Addiction and the Brain: Are We Hard-Wired to Abuse Drugs?

Brookhaven National Laboratory Hosts Expert Panel at AAAS News Briefing and Symposium

For release: Monday, February 5, 2007; stories embargoed until February 15, 2007, 1 p.m. Pacific Time.

EVENT:At the 2007 annual meeting of the American Association for the Advancement of Science (AAAS), a panel of world-renowned neuroscientists will present recent advances in brain-imaging that have revolutionized our understanding of addiction as a chronic disease. The addiction symposium is sponsored by the U.S. Department of Energy's Brookhaven National Laboratory, and will be preceded by a AAAS news briefing highlighting key speakers and findings.


News Briefing - Thursday, February 15, 2007, 1-2 p.m. Pacific Time, AAAS Briefing Room, Nikko Ballroom III, 3rd floor Hotel Nikko, San Francisco, CA

Symposium - Friday, February 16, 2007, 8:30 to 11:30 a.m. Pacific Time, Hilton San Francisco, Ballroom Level, Continental Ballroom 6. This symposium will be webcast live on Friday. 8:15 a.m. Pacific Time (11:15 a.m. Eastern).

NOTE: Post-embargo one-on-one phone interviews available with prior scheduling. Call Karen McNulty Walsh at (631) 344-8350, Peter Genzer at (631) 344-3174, or Dennis Tartaglia or Kelly Peterson at (212) 481-7000.

DETAILS: Drug abuse is one of the world's most challenging public health problems, causing great human suffering and taking a tremendous societal toll with a cost of $484 billion per year in the United States alone. Fortunately, recent scientific advances have revolutionized our understanding of addiction as a chronic disease, with dramatic implications for improving prevention and treatment. Some of the greatest advances have come from cross-disciplinary teams using sophisticated brain-imaging technologies to reveal the mechanisms underlying the reinforcing, addictive, and toxic properties of drugs. Leaders in this field will present new findings on the neurological mechanisms and consequences of addiction, as well as new treatment strategies.

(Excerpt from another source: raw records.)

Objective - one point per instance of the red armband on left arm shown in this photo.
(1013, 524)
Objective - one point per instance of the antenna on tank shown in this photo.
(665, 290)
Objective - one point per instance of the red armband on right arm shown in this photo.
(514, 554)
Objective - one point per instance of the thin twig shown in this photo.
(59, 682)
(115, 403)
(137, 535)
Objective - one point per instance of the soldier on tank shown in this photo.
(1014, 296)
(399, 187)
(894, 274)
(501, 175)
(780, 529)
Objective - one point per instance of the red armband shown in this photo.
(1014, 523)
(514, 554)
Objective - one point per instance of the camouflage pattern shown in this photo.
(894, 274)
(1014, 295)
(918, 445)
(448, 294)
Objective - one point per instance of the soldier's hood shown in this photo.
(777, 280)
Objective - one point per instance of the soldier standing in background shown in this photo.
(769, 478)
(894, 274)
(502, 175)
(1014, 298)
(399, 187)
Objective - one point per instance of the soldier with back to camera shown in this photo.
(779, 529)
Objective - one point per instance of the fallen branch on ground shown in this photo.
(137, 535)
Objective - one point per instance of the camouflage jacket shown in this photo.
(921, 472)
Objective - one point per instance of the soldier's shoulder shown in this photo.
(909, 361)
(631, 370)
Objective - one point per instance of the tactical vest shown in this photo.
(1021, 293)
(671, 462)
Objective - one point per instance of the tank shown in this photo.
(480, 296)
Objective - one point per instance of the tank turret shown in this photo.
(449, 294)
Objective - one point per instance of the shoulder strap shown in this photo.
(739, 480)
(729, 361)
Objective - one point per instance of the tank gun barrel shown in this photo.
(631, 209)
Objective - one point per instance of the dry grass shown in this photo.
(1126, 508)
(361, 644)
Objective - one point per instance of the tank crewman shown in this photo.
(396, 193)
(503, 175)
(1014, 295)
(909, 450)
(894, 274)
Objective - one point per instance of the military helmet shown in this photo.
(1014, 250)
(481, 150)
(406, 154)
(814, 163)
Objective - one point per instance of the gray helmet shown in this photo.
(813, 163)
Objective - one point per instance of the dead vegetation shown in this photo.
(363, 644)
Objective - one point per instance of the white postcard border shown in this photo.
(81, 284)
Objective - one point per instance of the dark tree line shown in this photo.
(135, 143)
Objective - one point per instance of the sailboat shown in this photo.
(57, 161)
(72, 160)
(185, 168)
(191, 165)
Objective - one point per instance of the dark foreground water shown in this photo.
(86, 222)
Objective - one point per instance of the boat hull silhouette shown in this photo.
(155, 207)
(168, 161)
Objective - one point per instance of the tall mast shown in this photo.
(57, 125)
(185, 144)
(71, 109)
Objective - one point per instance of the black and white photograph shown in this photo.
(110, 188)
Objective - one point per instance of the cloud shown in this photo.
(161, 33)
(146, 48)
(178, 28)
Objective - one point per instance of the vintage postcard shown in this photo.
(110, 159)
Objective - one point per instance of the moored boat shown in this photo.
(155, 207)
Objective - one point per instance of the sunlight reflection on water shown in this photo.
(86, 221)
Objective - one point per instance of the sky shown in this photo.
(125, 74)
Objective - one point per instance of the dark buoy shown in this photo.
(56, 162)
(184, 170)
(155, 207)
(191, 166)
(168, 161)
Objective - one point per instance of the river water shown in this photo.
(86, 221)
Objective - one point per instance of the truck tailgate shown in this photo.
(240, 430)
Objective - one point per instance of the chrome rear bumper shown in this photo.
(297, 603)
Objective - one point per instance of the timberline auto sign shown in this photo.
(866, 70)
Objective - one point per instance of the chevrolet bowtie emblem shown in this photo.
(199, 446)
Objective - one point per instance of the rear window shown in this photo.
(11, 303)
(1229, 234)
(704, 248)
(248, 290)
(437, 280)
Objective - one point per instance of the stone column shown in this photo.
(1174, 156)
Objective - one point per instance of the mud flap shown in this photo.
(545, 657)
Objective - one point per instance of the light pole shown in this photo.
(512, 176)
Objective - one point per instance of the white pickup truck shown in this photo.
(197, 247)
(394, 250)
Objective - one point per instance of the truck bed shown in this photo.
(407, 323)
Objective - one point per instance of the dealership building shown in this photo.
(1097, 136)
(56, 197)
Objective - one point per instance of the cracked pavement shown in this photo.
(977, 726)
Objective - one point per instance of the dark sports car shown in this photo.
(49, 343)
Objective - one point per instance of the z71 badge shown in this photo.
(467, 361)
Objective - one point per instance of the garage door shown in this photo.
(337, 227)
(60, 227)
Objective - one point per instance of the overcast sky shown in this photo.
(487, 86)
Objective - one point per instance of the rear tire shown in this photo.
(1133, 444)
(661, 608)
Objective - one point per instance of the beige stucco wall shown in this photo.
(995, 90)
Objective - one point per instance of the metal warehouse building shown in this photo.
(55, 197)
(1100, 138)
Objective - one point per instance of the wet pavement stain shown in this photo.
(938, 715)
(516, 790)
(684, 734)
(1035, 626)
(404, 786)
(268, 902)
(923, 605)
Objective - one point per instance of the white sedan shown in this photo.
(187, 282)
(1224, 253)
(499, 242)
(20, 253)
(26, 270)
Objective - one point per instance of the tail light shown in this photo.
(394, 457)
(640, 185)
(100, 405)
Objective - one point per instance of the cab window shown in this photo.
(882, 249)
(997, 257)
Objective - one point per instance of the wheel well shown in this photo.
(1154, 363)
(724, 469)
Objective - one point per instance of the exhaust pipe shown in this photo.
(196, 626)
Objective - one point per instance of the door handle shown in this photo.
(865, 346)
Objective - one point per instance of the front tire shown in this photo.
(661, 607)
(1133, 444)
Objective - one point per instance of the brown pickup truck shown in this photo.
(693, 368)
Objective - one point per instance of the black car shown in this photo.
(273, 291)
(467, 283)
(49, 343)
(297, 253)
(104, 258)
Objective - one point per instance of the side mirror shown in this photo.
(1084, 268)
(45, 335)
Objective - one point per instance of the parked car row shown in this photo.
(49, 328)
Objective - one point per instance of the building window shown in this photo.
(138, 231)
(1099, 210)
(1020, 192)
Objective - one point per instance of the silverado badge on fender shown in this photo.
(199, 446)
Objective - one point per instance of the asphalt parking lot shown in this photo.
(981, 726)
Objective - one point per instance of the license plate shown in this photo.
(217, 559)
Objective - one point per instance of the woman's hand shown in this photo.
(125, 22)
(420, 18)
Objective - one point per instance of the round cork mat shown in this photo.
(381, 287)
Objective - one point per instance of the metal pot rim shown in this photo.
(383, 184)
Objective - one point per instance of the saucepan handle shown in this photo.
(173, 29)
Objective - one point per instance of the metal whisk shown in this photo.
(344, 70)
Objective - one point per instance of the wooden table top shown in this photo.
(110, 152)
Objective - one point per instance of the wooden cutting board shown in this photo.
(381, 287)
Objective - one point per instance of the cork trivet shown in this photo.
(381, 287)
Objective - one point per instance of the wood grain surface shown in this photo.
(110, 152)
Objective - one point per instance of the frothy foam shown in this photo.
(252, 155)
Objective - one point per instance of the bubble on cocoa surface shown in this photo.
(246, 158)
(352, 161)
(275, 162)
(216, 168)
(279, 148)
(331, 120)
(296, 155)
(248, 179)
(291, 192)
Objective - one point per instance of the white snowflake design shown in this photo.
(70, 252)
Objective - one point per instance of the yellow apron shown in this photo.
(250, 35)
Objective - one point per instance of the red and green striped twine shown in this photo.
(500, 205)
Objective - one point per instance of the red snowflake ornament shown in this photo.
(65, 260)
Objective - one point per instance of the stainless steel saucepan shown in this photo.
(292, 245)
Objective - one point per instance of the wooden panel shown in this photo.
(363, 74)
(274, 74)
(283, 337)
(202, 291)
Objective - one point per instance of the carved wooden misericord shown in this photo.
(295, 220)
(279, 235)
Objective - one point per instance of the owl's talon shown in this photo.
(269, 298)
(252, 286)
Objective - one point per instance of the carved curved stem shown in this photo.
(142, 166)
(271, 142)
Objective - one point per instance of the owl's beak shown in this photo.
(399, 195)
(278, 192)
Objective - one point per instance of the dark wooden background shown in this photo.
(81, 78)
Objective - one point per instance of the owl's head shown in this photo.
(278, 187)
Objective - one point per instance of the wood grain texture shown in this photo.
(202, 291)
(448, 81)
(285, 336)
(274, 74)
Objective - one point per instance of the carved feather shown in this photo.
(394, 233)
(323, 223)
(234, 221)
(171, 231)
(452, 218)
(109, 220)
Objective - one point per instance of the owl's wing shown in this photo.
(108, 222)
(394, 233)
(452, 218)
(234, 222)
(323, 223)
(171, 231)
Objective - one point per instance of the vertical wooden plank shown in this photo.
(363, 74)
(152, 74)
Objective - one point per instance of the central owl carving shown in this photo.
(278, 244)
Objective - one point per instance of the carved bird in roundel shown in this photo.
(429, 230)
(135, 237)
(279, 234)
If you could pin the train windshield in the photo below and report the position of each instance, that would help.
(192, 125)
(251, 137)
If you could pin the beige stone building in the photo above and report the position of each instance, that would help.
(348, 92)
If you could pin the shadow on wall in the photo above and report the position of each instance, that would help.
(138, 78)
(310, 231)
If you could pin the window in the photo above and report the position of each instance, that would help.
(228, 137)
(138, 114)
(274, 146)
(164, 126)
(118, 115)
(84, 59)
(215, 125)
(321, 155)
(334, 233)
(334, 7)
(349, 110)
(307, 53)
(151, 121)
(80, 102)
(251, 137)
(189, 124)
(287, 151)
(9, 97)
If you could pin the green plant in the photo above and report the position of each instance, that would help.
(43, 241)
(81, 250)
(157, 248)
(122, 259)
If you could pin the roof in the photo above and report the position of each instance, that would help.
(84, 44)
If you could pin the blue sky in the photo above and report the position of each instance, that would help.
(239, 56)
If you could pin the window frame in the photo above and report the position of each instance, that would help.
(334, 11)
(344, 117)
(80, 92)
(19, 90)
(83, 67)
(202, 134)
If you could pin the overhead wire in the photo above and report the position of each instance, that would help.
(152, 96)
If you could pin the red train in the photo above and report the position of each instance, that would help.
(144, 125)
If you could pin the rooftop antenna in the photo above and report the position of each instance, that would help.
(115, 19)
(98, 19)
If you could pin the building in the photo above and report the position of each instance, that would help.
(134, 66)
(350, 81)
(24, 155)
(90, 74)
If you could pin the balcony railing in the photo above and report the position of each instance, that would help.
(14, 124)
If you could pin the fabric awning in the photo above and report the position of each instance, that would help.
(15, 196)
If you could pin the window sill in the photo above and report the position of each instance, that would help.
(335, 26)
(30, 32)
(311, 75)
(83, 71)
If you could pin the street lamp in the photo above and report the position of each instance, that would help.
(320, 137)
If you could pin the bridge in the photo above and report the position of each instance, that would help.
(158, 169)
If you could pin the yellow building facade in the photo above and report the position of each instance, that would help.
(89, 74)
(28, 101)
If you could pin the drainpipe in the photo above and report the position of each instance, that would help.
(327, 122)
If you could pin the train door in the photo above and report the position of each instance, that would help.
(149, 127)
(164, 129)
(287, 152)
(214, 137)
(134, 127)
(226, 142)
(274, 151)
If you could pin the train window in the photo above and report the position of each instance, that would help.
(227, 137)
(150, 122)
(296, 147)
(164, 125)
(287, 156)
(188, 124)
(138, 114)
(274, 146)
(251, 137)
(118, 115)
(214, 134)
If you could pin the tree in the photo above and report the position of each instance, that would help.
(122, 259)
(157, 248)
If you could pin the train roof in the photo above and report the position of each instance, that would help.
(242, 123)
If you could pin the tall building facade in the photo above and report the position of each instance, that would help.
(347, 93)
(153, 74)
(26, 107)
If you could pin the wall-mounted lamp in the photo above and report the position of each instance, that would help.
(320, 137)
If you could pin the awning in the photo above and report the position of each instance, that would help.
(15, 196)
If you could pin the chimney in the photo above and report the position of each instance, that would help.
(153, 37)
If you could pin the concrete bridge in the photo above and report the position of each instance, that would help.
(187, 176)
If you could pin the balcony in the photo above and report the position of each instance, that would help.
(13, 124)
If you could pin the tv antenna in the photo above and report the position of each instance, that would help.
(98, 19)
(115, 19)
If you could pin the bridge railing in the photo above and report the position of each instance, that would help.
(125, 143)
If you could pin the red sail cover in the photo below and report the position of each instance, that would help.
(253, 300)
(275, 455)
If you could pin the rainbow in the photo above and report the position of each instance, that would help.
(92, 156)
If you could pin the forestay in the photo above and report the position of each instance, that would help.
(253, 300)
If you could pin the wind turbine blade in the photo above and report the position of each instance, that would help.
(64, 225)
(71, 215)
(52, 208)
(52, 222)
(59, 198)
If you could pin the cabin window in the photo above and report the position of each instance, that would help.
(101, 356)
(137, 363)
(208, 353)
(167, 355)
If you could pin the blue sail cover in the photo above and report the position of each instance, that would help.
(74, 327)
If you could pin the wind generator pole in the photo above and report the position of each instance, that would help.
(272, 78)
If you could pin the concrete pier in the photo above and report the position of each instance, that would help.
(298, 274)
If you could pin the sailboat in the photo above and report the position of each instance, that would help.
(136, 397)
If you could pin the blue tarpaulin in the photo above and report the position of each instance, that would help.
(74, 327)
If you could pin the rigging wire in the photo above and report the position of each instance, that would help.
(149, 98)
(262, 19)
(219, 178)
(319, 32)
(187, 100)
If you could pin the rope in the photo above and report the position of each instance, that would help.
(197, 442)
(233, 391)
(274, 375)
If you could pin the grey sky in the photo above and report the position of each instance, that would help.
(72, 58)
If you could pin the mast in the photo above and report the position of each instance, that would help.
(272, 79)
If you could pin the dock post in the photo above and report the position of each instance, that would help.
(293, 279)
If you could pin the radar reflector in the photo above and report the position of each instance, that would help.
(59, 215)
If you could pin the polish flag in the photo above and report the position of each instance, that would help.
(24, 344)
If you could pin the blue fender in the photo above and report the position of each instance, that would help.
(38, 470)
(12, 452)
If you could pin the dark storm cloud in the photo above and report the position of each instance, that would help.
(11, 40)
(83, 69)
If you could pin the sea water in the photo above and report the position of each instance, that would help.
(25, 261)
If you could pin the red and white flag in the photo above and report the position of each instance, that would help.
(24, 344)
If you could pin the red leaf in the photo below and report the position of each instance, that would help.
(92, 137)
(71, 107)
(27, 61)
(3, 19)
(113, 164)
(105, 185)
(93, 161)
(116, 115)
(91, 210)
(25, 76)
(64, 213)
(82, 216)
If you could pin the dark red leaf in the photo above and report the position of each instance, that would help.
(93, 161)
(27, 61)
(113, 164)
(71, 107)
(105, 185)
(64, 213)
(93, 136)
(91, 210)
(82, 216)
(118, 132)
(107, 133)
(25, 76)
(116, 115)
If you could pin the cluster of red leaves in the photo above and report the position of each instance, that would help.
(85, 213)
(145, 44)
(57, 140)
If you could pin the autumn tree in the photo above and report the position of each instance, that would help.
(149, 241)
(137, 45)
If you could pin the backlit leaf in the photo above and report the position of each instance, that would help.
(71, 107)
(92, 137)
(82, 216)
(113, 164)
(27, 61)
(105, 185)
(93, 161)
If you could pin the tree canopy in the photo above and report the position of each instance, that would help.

SPEAKERS: The news briefing on February 15 will feature brief presentations followed by a Q&A session with:

  • Nora Volkow, M.D., Director, National Institute on Drug Abuse, "Dopamine's Role in Drug Craving," with new findings on the connection between addiction and obesity
  • Edythe D. London, Ph.D., Professor of Psychiatry and Pharmacology, University of California, Los Angeles, "Methamphetamine and the Brain: A Problem of Inhibitory Control," with new findings on potential methamphetamine addiction treatments
  • Stephen Dewey, Ph.D., Senior Scientist, Brookhaven National Laboratory, "Imaging the Causes and Consequences of Inhalant Abuse," with new findings on differences among solvents' addictive liabilities as well as potential treatments
  • Charles O'Brien, M.D., Ph.D., Director, Department of Psychiatry VA Medical Center/University of Pennsylvania, "Promising Approaches in the Treatment of Drug Addiction," with an emphasis on alcohol and heroin addiction

The above speakers will expand on their remarks at the February 16 symposium, which will be moderated by Fritz Henn, M.D., Ph.D., Brookhaven Lab's Associate Laboratory Director for Life Sciences. The symposium will feature additional presentations by:

  • Joanna Fowler, Ph.D., Director, Center for Translational Neuroimaging, Brookhaven National Laboratory, "Monoamine Oxidase in Smoking: Role in Addiction and Health," with new approaches to smoking cessation
  • Gene-Jack Wang, M.D., Chair, Medical Department, Brookhaven National Laboratory, "The Addiction-Obesity Connection," with new data on the ability to control cravings
  • Helene Benveniste, M.D., Ph.D., Professor, Department of Anesthesiology, Stony Brook University, and Scientist, Brookhaven National Laboratory, "Maternal-Fetal Drug Transfer: Implications for Drug Abuse and Therapeutics," with the latest data on differences in maternal and fetal responses to drugs

At the symposium, a discussion and Q&A session on the scientific, societal, and public policy implications of this research will be led by:

  • Yasmin Hurd, Ph.D., Departments of Psychiatry and Pharmacology & Biological Sciences, Mount Sinai School of Medicine
  • Barry McCaffrey, Retired U.S. Army General, Former Director of the White House Office of National Drug Control Policy

Background materials will be available to journalists registered with EurekAlert! in the AAAS electronic newsroom ( on February 12, 2006. Biographical sketches and speaker abstracts are also available at:

Information presented at the news briefing and symposium is embargoed until 1 p.m. Pacific Time on February 15, 2007.